Write the expression for the area of the conductor.

  $\begin{array}{c}A=\pi \left(a^2-\frac{a^2}{4}-\frac{a^2}{4}\right)\\ =\frac{\pi a^2}{2}\end{array}$                                                                                         (II)

Substitute $\frac{\pi a^2}{2}$ for $A$ in equation (I) to find $J$.

  $J=\frac{2I}{\pi a^2}$                                                                                                            (III)

Write the expression for the magnetic field in the solid portion.

  $B_{\text{solid}}=\frac{{\mu }_{0}J\left(\pi a^2\right)}{2\pi r}$                                                                                           (IV)

Here, $B_{\text{solid}}$ is the magnetic field in the solid portion and ${\mu }_0$ is the permeability of the free space.

Write the expression for the magnetic field at point 1.

  $B_{\text{1}}=\frac{{\mu }_{0}J\pi {\left(a/2\right)}^2}{2\pi \left(r-\left(a/2\right)\right)}$                                                                                          (V)

Write the expression for the magnetic field at point 2.

  $B_{\text{2}}=\frac{{\mu }_{0}J\pi {\left(a/2\right)}^2}{2\pi \left(r+\left(a/2\right)\right)}$                                                                                         (VI)

Write the expression of net magnetic field at point $P_1$.

  $B=B_{\text{solid}}-B_1-B_2$                                                                                            (VII)

Here, $B$ is the net magnetic field at point $P_1$.

Substitute $\frac{{\mu }_{0}J\left(\pi a^2\right)}{2\pi r}$ for $B_{\text{solid}}$, $\frac{{\mu }_{0}J\pi {\left(a/2\right)}^2}{2\pi \left(r-\left(a/2\right)\right)}$ for $B_{\text{1}}$ and $\frac{{\mu }_{0}J\pi {\left(a/2\right)}^2}{2\pi \left(r+\left(a/2\right)\right)}$ for $B_{\text{2}}$ in equation (VII) to find $B$.

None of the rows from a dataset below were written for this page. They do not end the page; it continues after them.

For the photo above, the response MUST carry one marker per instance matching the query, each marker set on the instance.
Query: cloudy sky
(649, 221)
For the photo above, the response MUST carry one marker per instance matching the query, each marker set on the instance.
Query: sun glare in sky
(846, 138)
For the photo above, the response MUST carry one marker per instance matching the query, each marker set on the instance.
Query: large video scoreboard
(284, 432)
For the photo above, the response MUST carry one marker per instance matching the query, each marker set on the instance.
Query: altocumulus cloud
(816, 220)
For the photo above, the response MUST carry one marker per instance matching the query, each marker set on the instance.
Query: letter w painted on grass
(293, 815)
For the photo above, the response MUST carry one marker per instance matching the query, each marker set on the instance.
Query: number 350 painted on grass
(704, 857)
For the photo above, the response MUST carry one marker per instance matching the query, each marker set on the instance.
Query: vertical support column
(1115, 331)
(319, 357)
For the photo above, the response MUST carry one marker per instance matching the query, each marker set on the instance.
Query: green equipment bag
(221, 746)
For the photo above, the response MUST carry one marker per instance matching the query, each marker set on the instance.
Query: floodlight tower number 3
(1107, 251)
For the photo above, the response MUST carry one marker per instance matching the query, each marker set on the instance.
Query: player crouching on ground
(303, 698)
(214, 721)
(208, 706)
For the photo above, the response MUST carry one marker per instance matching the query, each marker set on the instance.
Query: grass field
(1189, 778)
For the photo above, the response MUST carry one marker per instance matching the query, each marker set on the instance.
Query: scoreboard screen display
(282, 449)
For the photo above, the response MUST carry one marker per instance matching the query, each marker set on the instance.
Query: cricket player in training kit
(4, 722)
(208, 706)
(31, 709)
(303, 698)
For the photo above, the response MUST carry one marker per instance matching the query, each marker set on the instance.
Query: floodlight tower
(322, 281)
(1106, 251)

    $B=\frac{{\mu }_{0}J\left(\pi a^2\right)}{2\pi r}-\frac{{\mu }_{0}J\pi {\left(a/2\right)}^2}{2\pi \left(r-\left(a/2\right)\right)}-\frac{{\mu }_{0}J\pi {\left(a/2\right)}^2}{2\pi \left(r+\left(a/2\right)\right)}$                                       (VIII)

Substitute $\frac{2I}{\pi a^2}$ for $J$ in equation (VIII) to find $B$.

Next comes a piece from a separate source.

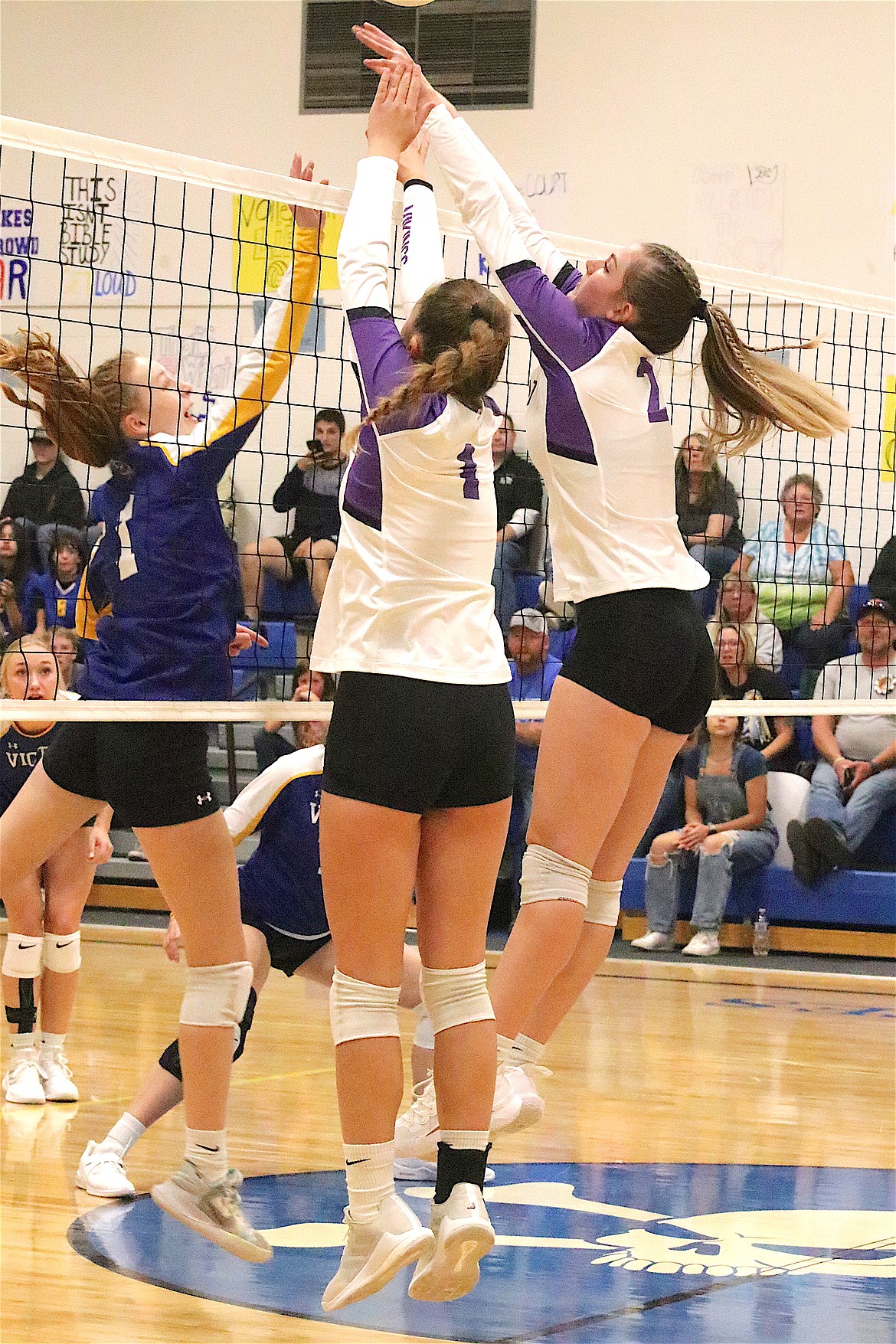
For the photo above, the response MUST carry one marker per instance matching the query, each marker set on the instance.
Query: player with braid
(420, 762)
(160, 600)
(600, 436)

  $\begin{array}{c}B=\frac{{\mu }_0\left(2I\right)}{2\pi }\left(\frac{4r^2-a^2-2r^2}{4r\left(r^2-\left(a^2/4\right)\right)}\right)\\ =\frac{{\mu }_{0}I}{\pi r}\left(\frac{2r^2-a^2}{4r^2-a^2}\right)\end{array}$

Conclusion:

Therefore, the magnetic field at point $P_1$ is $\frac{{\mu }_{0}I}{\pi r}\left(\frac{2r^2-a^2}{4r^2-a^2}\right)$ directed to the left.

(b)

To determine

The magnitude and direction of magnetic field at point $P_2$.

Answer to Problem 75CP

The magnetic field at point $P_2$ is $\frac{{\mu }_{0}I}{\pi r}\left(\frac{2r^2+a^2}{4r^2+a^2}\right)$ towards the top of the page.

Explanation of Solution

Write the expression for the magnetic field at point 1 and point 2.

  $\begin{array}{c}{B}_1=\frac{{\mu }_{0}J\pi {\left(a/2\right)}^2}{2\pi \sqrt{r^2+{\left(a/2\right)}^2}}\\ =B_2\end{array}$                                                                                      (IX)

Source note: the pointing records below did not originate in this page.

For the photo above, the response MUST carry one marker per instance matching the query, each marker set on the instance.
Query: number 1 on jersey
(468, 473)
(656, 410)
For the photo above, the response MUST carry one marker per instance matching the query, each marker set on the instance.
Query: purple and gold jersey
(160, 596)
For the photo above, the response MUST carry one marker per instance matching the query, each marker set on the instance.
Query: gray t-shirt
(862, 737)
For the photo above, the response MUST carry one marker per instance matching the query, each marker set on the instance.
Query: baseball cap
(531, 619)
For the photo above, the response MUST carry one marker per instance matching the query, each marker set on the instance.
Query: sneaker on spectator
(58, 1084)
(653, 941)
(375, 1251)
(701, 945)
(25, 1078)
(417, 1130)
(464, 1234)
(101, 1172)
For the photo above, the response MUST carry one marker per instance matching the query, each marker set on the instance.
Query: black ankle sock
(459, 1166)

Write the expression for the net magnetic field at point $P_2$.

  $B=B_{\text{solid}}-B_1\cos \theta -B_2\cos \theta$                                                                              (X)

Substitute $\frac{{\mu }_{0}J\left(\pi a^2\right)}{2\pi r}$ for $B_{\text{solid}}$, $\frac{{\mu }_{0}J\pi {\left(a/2\right)}^2}{2\pi \sqrt{r^2+{\left(a/2\right)}^2}}$ for $B_{\text{1}}$ and $B_{\text{2}}$, and $\left(\frac{r}{\sqrt{r^2+\left(a^2/4\right)}}\right)$ for $\cos \theta$ in equation (X) to find $B$.

  $\begin{array}{c}B=\frac{{\mu }_{0}J\left(\pi a^2\right)}{2\pi r}-2\left[\frac{{\mu }_{0}J\pi {\left(a/2\right)}^2}{2\pi \sqrt{r^2+{\left(a/2\right)}^2}}\right]\left(\frac{r}{\sqrt{r^2+\left(a^2/4\right)}}\right)\\ =\frac{{\mu }_{0}J\left(\pi a^2\right)}{2\pi r}-\left[1-\frac{r^2}{2\left(r^2+\left(a^2/4\right)\right)}\right]\\ =\frac{2{\mu }_{0}I}{2\pi r}\left[1-\frac{2r^2}{4r^2+a^2}\right]\\ =\frac{{\mu }_{0}I}{\pi r}\left(\frac{2r^2+a^2}{4r^2+a^2}\right)\end{array}$

Conclusion:

Therefore, the magnetic field at point $P_2$ is $\frac{{\mu }_{0}I}{\pi r}\left(\frac{2r^2+a^2}{4r^2+a^2}\right)$ towards the top of the page.